Не менее ударным номером программы оказался показанный под самый конец в третьем отделении балет канадки Кристал Пайт «Канон. Времена года» на музыку Макса Рихтера по мотивам Антонио Вивальди. Этот балет — новинка и эксклюзив Парижской оперы. Запланированный еще экс-худруком Оперы Бенжаменом Мильпье, созданный по заказу театра в 2016 году, удостоенный балетного «Оскара» — приза Benois de la Danse‑2017, балет впервые показали вне Парижской оперы, хотя чуть больше месяца назад он транслировался в кинотеатрах по всему миру.
Вообще, балетов на музыку из «Времен года» Вивальди создается исключительно много, но показанный балет Кристал Пайт не уступает и самым высоким образцам, поставленным на эту божественную музыку, таким как одноименный балет Ролана Пети. «С помощью человеческого тела я хочу сделать эту музыку видимой», — заявляет хореограф, и у нее это явно получается.

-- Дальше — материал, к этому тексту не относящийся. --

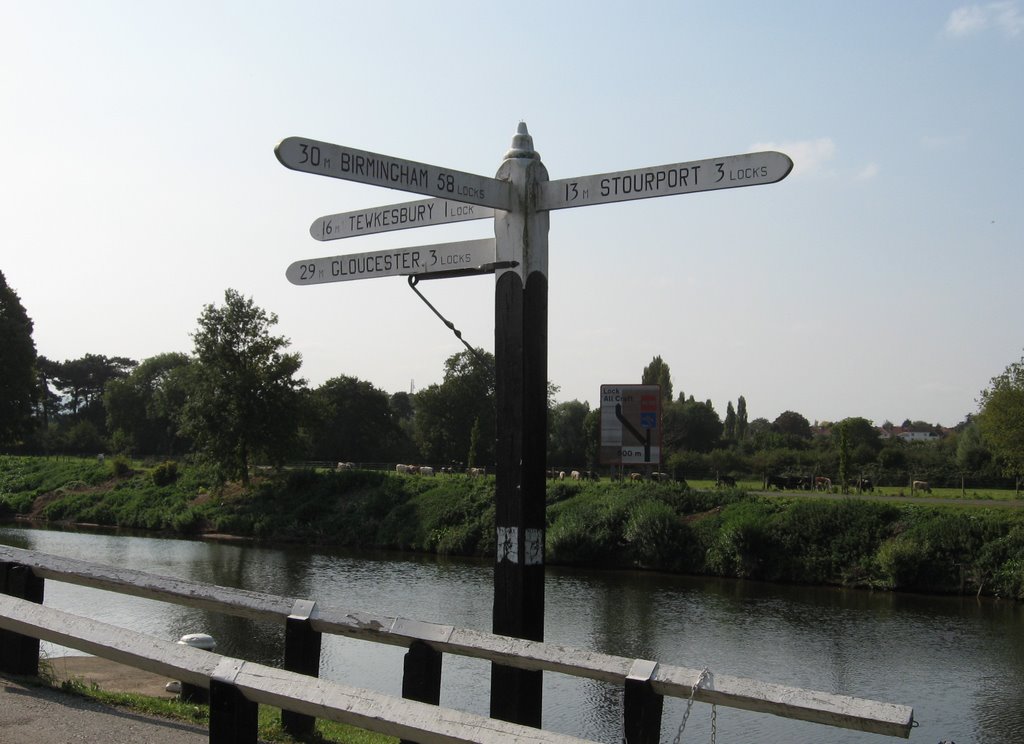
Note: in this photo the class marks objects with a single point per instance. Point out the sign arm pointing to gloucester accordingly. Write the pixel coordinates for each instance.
(733, 171)
(464, 256)
(324, 159)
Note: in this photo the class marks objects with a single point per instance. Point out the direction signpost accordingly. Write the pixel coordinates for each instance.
(519, 199)
(463, 257)
(324, 159)
(708, 175)
(395, 217)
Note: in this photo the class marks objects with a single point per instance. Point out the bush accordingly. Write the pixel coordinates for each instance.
(165, 473)
(654, 534)
(121, 467)
(899, 560)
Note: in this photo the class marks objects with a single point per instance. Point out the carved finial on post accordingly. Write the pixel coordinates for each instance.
(522, 144)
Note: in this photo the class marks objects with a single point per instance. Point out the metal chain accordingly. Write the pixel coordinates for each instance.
(689, 704)
(413, 281)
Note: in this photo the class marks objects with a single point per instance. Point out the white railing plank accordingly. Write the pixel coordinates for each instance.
(269, 686)
(814, 706)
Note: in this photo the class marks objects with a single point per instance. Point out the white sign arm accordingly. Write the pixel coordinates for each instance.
(324, 159)
(715, 173)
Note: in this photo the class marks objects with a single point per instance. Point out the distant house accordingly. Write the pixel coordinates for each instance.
(910, 436)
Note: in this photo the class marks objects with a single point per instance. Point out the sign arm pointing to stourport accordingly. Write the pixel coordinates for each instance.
(734, 171)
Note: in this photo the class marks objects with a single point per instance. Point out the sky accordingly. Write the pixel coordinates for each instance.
(882, 278)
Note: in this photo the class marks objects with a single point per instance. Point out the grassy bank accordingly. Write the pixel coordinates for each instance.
(955, 549)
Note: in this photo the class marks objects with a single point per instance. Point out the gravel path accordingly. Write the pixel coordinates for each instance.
(32, 714)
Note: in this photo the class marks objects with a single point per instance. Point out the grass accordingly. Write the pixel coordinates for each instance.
(987, 494)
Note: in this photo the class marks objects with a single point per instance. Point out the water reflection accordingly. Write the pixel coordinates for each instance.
(957, 660)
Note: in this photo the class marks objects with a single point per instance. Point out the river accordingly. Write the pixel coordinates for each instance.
(957, 661)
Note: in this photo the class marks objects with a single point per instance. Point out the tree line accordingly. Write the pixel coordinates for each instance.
(238, 400)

Правда, мировосприятие хореографа в этом балете довольно далеко уходит от декларируемых ею «форм и состояний, создаваемых телом и напоминающих природные явления: прорастание семян, миграцию птиц». В балете пластический хор в армейских штанах нервно откликается на судорожную истерику высокой скрипичной тесситуры. Перед нами скорее борьба за власть и выживание, которые также постулирует в своем балете хореограф. Первоначально это некий единый организм: кто тут мужчина, кто женщина, просто не разобрать. Но постепенно единое, унифицированное тело распадается на части: сначала на женскую и мужскую группы, потом и на сменяющие друг друга дуэты. Но драматическое наваждение ансамблевых экстазов тут все равно растворено в конвейерной матричности мировосприятия. Да и заканчивается все покорением индивида, вырывающегося на гребне пластической волны из массы обезличенных тел на фоне бури из золотой пыли.